R : Parce que cela signifie que la politique monétaire ne peut pas remplir sa tâche.

Q : Mais je pensais que la politique monétaire visait à maintenir l’inflation à un faible niveau.

R : En partie. Mais nous comptons aussi sur la politique monétaire pour garantir que la demande globale corresponde à ce que l’économie dans son ensemble désire produire.

Q : N’est-ce pas à cela que sert le mécanisme des prix : égaliser l’offre et la demande ?

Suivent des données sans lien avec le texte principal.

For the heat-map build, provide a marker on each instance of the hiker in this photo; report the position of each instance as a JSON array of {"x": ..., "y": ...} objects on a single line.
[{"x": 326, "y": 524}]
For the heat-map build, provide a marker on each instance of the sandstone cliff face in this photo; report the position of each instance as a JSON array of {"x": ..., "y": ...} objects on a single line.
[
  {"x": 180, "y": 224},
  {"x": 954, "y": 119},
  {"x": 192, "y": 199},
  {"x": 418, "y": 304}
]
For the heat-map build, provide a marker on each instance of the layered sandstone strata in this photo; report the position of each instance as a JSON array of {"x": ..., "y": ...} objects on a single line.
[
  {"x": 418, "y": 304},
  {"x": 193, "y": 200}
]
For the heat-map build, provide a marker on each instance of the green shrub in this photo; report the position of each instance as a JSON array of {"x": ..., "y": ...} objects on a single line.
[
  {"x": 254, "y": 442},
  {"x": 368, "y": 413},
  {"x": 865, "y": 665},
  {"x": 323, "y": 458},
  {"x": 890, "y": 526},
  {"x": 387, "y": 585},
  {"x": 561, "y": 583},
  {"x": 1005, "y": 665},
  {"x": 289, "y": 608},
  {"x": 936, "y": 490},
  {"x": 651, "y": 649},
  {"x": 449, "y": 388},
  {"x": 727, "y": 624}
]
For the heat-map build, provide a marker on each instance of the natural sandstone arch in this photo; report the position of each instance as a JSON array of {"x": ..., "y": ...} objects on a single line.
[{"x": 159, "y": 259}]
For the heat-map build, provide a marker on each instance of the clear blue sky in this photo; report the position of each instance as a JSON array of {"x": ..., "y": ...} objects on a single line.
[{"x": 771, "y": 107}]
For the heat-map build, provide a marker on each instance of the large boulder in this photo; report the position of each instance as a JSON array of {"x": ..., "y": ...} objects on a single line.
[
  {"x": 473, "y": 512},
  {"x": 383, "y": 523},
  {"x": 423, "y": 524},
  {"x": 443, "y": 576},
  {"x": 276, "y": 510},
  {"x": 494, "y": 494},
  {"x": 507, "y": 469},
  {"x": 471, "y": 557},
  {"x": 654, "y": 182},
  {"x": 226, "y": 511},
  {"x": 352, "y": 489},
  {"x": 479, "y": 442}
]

R : C'est un bon exemple où avoir en tête un marché n’est pas une bonne façon de s’attaquer à la macroéconomie. Alors qu’à long terme vous vous attendriez à ce que l'offre et la demande globales soient égales, ce n'est pas nécessairement le cas à court terme. Les individus peuvent décider d'épargner davantage et l'investissement n’augmente pas nécessairement pour compenser, de sorte que la demande peut chuter en dessous de l'offre, ce qui entraîne une hausse du chômage.

Q : Oui, je me souviens de notre discussion sur l’épargne et l’investissement. Mais le chômage peut sûrement toujours être résolu par une baisse des salaires.

R : Pas si les prix baissent en même temps. Dire que le chômage est trop élevé parce que les salaires réels sont trop élevés dans cette situation passe à côté du problème.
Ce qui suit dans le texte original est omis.